Monday, September 10, 2012

UPDATE: New ADA Standards Taking Effect

Staying On Top of ADA & CBC
Accessibility related issues and items are a growing concern for property owners and tenants. Having a compliant facility and staying on top of both the Americans with Disabilities Act (ADA) and California Building Code (CBC) requirements are critical to avoid increasing complaint letters and lawsuits. In March 2012, the 2010 ADA Standards took effect. These standards contain significant changes, some of which created conflicts with CBC requirements.  To resolve such conflicts, the State of California issued emergency measures, which have just taken effect this past month of August 2012.
Some of these recent changes include:
  • Range of mounting heights of signs is now allowed; replaces previously identified exact heights, which are no longer compliant.
  • Increase in required number of van accessible spaces.
  • Allowance of a range for toilet centerline from the wall; no longer an exact dimension.
  • Increase in duration required for the door closing speed/time.
  • Change in location of toilet paper roll; previous location is no longer compliant.
  • New requirements for previously exempt facilities, such as recreation facilities and golf courses.
  • Change in requirements for detectable warning truncated domes spacing and location.

Accessibility is such a critical component of facility management, design and construction, that Williams + Paddon has a studio dedicated to it led by Mark Posnick, AIA, CASp. We stay up to date on changes to the requirements and provide that information to our clients and colleagues. If you are interested in learning more about recent changes to accessibility requirements, please contact Mark at 916.786.8178 or email



Based on the required locations of grab bars at a water closet, assuming they provide a possible hand hold the entire length, why in the world does the flush handle need to be on the "wide side"? So, practically, would not one of these be necessary?

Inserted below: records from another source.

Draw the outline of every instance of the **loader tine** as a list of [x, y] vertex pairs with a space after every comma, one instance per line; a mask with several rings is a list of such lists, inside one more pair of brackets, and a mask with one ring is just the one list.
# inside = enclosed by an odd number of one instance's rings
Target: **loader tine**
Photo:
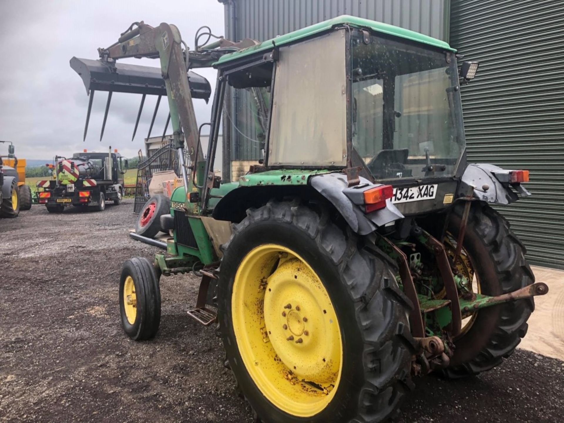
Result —
[[155, 123], [155, 118], [157, 117], [157, 111], [158, 110], [158, 105], [161, 104], [161, 97], [162, 95], [159, 95], [157, 98], [157, 105], [155, 107], [155, 112], [153, 112], [153, 118], [151, 120], [151, 125], [149, 126], [149, 133], [147, 134], [147, 138], [151, 138], [151, 131], [153, 130], [153, 124]]
[[143, 110], [143, 105], [145, 103], [145, 97], [147, 96], [147, 94], [143, 94], [143, 97], [141, 98], [141, 105], [139, 106], [139, 111], [137, 113], [137, 120], [135, 121], [135, 127], [133, 130], [133, 136], [131, 137], [131, 141], [133, 139], [135, 138], [135, 133], [137, 132], [137, 125], [139, 124], [139, 118], [141, 117], [141, 111]]
[[109, 110], [109, 103], [112, 101], [112, 91], [108, 91], [108, 102], [106, 103], [106, 109], [104, 112], [104, 121], [102, 122], [102, 131], [100, 133], [100, 140], [102, 140], [104, 136], [104, 129], [105, 127], [106, 119], [108, 118], [108, 111]]
[[166, 130], [169, 127], [169, 122], [170, 122], [170, 112], [169, 112], [169, 116], [166, 118], [166, 123], [165, 124], [165, 130], [162, 131], [162, 138], [161, 141], [164, 141], [165, 135], [166, 135]]
[[88, 100], [88, 111], [86, 112], [86, 124], [84, 126], [84, 138], [82, 139], [83, 143], [86, 140], [86, 133], [88, 131], [88, 122], [90, 121], [90, 112], [92, 111], [92, 100], [94, 99], [94, 90], [90, 91], [90, 98]]

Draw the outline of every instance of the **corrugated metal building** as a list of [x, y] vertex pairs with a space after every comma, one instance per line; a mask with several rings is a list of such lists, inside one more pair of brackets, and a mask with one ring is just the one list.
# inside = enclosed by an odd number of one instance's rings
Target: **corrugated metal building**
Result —
[[[226, 36], [272, 38], [340, 15], [450, 42], [480, 62], [462, 90], [470, 161], [528, 169], [533, 193], [503, 213], [540, 265], [564, 268], [564, 2], [558, 0], [220, 0]], [[245, 92], [229, 93], [224, 169], [247, 168], [261, 144]], [[245, 113], [246, 114], [245, 114]], [[228, 124], [229, 122], [227, 122]]]

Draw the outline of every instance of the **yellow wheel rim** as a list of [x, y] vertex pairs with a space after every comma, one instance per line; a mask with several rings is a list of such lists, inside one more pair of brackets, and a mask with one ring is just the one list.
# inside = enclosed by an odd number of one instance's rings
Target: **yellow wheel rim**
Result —
[[307, 417], [331, 402], [343, 347], [321, 279], [292, 250], [260, 245], [243, 259], [231, 297], [233, 328], [247, 371], [280, 409]]
[[17, 192], [16, 191], [17, 189], [15, 188], [12, 191], [12, 208], [14, 210], [17, 210]]
[[124, 309], [129, 324], [135, 323], [137, 315], [137, 296], [133, 278], [131, 276], [125, 278], [125, 283], [124, 284]]

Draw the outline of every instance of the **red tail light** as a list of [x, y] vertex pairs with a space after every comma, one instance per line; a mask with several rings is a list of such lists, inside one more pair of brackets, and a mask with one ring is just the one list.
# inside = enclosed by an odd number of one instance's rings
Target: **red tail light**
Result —
[[511, 183], [528, 182], [528, 170], [514, 170], [511, 173]]
[[386, 200], [394, 195], [394, 188], [391, 185], [381, 185], [371, 190], [367, 190], [364, 194], [364, 208], [366, 213], [386, 207]]

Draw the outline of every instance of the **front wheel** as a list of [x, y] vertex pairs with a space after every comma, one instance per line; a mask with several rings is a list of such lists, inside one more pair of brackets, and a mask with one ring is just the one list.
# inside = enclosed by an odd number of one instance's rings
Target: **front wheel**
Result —
[[[451, 214], [446, 248], [451, 258], [463, 209], [460, 205]], [[472, 205], [456, 266], [473, 282], [474, 292], [495, 296], [532, 284], [535, 277], [525, 253], [505, 219], [487, 204]], [[528, 298], [463, 312], [462, 332], [454, 340], [454, 355], [445, 375], [459, 378], [500, 364], [527, 333], [527, 320], [534, 308], [534, 301]]]
[[309, 207], [272, 201], [224, 245], [219, 332], [263, 421], [379, 422], [407, 390], [408, 301], [393, 265], [362, 243]]
[[161, 323], [161, 291], [149, 261], [134, 257], [120, 277], [120, 312], [124, 331], [135, 341], [152, 338]]
[[0, 217], [17, 217], [20, 214], [20, 192], [17, 183], [14, 179], [10, 187], [9, 195], [2, 200], [0, 203]]

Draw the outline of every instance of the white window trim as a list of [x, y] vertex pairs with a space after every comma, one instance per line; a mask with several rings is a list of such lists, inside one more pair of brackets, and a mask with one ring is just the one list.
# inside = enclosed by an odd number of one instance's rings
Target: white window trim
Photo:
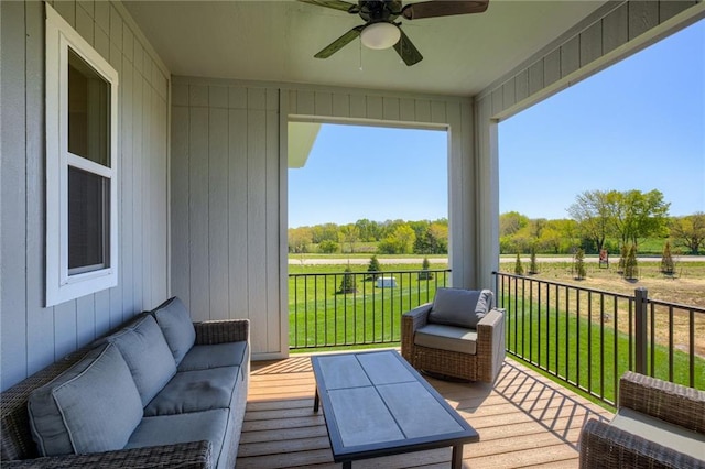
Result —
[[[118, 284], [118, 73], [46, 8], [46, 306]], [[110, 83], [110, 167], [68, 152], [68, 47]], [[110, 179], [109, 265], [68, 275], [68, 165]]]

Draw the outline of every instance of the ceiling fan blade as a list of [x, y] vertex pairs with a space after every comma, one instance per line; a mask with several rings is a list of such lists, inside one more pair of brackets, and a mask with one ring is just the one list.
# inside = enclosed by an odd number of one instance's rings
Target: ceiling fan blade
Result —
[[347, 33], [343, 34], [337, 40], [333, 41], [330, 44], [325, 46], [319, 53], [314, 55], [316, 58], [328, 58], [346, 45], [350, 43], [354, 39], [360, 35], [360, 32], [365, 29], [365, 24], [355, 26]]
[[401, 32], [401, 37], [399, 39], [399, 42], [394, 44], [394, 51], [397, 51], [397, 54], [399, 54], [401, 59], [404, 61], [404, 64], [411, 67], [412, 65], [423, 61], [423, 55], [421, 55], [419, 50], [413, 45], [409, 36], [404, 34], [401, 28], [399, 31]]
[[299, 0], [299, 1], [303, 3], [317, 4], [318, 7], [326, 7], [326, 8], [333, 8], [335, 10], [347, 11], [348, 13], [357, 13], [359, 11], [357, 3], [348, 3], [343, 0]]
[[454, 14], [481, 13], [487, 10], [489, 0], [469, 1], [423, 1], [420, 3], [409, 3], [401, 10], [402, 17], [406, 20], [419, 20], [422, 18], [452, 17]]

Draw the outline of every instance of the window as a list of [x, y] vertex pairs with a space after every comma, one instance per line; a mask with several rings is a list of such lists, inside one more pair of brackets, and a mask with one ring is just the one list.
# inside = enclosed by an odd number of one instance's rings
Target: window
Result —
[[117, 72], [46, 6], [46, 305], [118, 284]]

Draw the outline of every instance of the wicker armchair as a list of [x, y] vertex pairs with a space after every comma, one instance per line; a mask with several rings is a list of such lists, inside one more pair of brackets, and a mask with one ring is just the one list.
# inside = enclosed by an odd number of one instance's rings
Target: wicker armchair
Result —
[[[583, 426], [581, 468], [705, 468], [705, 392], [629, 371], [619, 381], [618, 406], [611, 423]], [[618, 422], [625, 417], [641, 430], [627, 432]], [[691, 438], [691, 455], [665, 446], [666, 429]]]
[[479, 320], [476, 338], [473, 337], [475, 353], [466, 353], [416, 343], [416, 331], [429, 324], [432, 307], [433, 304], [427, 303], [402, 316], [402, 357], [412, 367], [431, 374], [492, 383], [505, 361], [505, 312], [490, 309]]

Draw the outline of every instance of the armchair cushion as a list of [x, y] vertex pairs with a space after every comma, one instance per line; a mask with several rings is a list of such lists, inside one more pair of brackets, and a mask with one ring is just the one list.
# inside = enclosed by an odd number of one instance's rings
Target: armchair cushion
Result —
[[703, 434], [627, 407], [619, 410], [611, 425], [632, 435], [658, 441], [684, 455], [705, 460], [705, 435]]
[[429, 323], [476, 329], [492, 307], [492, 296], [489, 290], [438, 288]]
[[477, 330], [442, 324], [427, 324], [416, 330], [414, 345], [475, 355], [477, 351]]

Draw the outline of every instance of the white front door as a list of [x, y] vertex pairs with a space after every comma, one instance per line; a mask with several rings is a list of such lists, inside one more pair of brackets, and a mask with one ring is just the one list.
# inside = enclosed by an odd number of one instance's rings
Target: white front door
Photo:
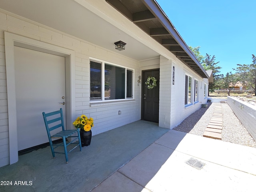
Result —
[[[49, 142], [42, 112], [63, 110], [65, 58], [14, 46], [18, 150]], [[15, 102], [15, 101], [14, 101]], [[62, 103], [64, 104], [64, 103]]]

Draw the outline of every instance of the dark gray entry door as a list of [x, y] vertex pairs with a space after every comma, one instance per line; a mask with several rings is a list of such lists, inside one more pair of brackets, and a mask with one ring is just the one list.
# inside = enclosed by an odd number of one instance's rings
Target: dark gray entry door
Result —
[[[142, 72], [142, 119], [158, 122], [159, 117], [159, 69]], [[156, 86], [148, 89], [145, 82], [148, 77], [157, 80]]]

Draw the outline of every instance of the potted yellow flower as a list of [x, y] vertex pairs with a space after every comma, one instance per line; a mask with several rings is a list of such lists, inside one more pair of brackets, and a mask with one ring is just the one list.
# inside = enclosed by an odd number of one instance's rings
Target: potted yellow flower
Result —
[[78, 117], [73, 122], [77, 129], [80, 128], [80, 136], [82, 146], [88, 146], [91, 143], [92, 139], [92, 127], [93, 127], [93, 119], [88, 118], [84, 115]]

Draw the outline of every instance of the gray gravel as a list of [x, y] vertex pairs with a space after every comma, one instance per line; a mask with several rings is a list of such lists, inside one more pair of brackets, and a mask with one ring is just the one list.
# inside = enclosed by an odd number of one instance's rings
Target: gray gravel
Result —
[[[208, 103], [206, 108], [200, 108], [186, 118], [174, 130], [203, 136], [218, 103]], [[227, 103], [222, 103], [223, 115], [222, 140], [256, 148], [256, 142], [237, 118]]]

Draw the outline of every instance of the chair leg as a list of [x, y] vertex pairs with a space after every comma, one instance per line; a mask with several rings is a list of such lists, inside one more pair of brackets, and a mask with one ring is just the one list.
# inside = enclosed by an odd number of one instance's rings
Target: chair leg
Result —
[[80, 147], [80, 151], [82, 151], [82, 143], [81, 142], [81, 138], [80, 137], [80, 132], [79, 129], [78, 129], [77, 134], [78, 136], [78, 142], [79, 142], [79, 147]]
[[66, 158], [66, 162], [68, 162], [68, 151], [67, 150], [67, 144], [66, 142], [66, 138], [64, 137], [62, 137], [63, 141], [63, 145], [64, 146], [64, 152], [65, 152], [65, 157]]
[[51, 147], [51, 150], [52, 150], [52, 157], [54, 159], [55, 158], [55, 153], [54, 152], [54, 149], [53, 148], [53, 146], [52, 146], [52, 140], [50, 139], [50, 146]]

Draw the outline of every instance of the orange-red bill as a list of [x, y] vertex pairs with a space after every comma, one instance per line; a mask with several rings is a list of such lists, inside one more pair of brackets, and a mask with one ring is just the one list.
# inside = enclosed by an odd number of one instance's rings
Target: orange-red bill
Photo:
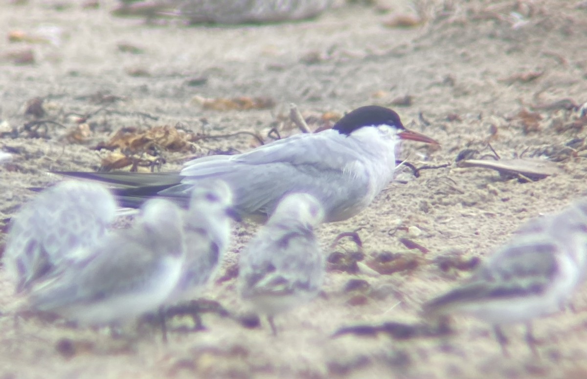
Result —
[[423, 142], [424, 143], [431, 143], [434, 145], [440, 144], [427, 136], [424, 136], [421, 133], [419, 133], [417, 131], [408, 130], [407, 129], [402, 130], [400, 133], [397, 133], [397, 136], [402, 140], [411, 140], [412, 141], [417, 141], [418, 142]]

The grab bar locations are based on the need and function of someone in a wheelchair transferring to the toilet from the side. The grab bars do provide handholds at the back and wall side to allow someone to lift and pull (or lift and push when transferring back to the wheelchair) themselves onto the toilet. When the person transfers back to the wheelchair, their back is to the wall, so placing the flush handle on the wide side, makes it immediately next to them. This is a much easier location for them to reach to flush the toilet since it is immediately adjacent to where they are sitting in the wheelchair. It is physically possible that the person could lean over and use the grab bar to hold themselves up while the reach to the far side/wall side of the toilet to a flush handle, but this is a much more difficult movement for many people. If this is a flush valve situation, the location is more accessible, but if it is a tank, they may have to reach over or around the tank, which is much more difficult. This is especially true if the flush is not only on the wall side, but actually on the side of the tank. This requires a tremendous amount of twisting that many persons in wheelchairs are not able to do. So the laws and codes are written on the more conservative side for those who cannot perform that maneuver.